Research Project
Grant-in-Aid for JSPS Fellows
糖尿病の発症は遺伝因子だけでなく、環境因子も影響すると言われる。その環境因子の一つとして、酸化ストレスが知られる。酸化ストレスは糖尿病および糖尿病合併症の発症と進展に関わると言われている。そこで、糖尿病動物に抗酸化食品因子であるクルクミノイドを与えた際の、糖尿病の発症ならびに精尿病合併症発症への影響を検討した。

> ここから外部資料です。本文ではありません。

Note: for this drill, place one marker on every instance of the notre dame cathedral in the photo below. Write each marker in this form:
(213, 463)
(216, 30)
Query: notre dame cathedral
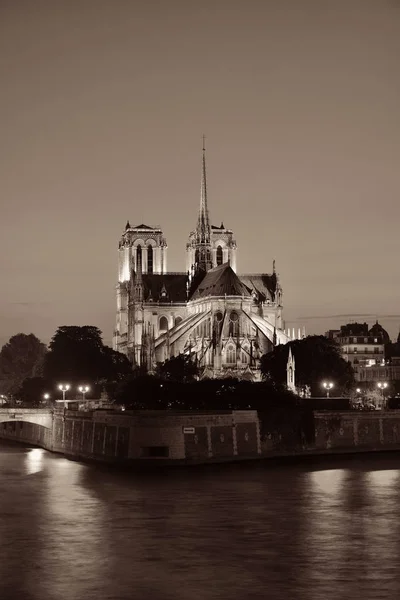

2型糖尿病モデルdb/dbマウスにクルクミン(U1)および生体内代謝産物テトラヒドロクルクミン(THU1)を経口摂取させ、糖尿病への影響を検討した。普通食群では高血糖を示したのに対し、U1およびTHU1投与群では血糖値の上昇が抑制された。血中インスリン値はU1およびTHU1投与群で有意に上昇し、耐糖能も改善していた。U1およびTHU1の投与により膵β細胞内のインスリンも増加していることから、U1およびTHU1がインスリン生合成を促進したと考えられた。また、U1およびTHU1投与により糖尿病マウスの血中のトリグリセリド量上昇が抑制した。この作用はU1およびTHU1投与により肝臓での脂肪酸β酸化系酵素の活性上昇および発現の増強によることを明らかにした。さらに、糖尿病合併症、中でも糖尿病性神経障害に対するクルクミノイドの影響を検討した。ストレプトゾトシン誘発糖尿病発症ラットでは、末梢神経障害が発症したのに対して、クルクミノイドを経口摂取させると、THU1投与群で有意に末梢神経障害が抑制された。THU1投与群では、U1投与群と比較して、血中の過酸化脂質量の増加を強く抑制しており、THU1による糖尿病性神経障害抑制作用は、THU1自身の酸化ストレス抑制作用に起因することが示唆された。また、THU1が抗酸化性により抗白内障効果を示すことも明らかにすることができた。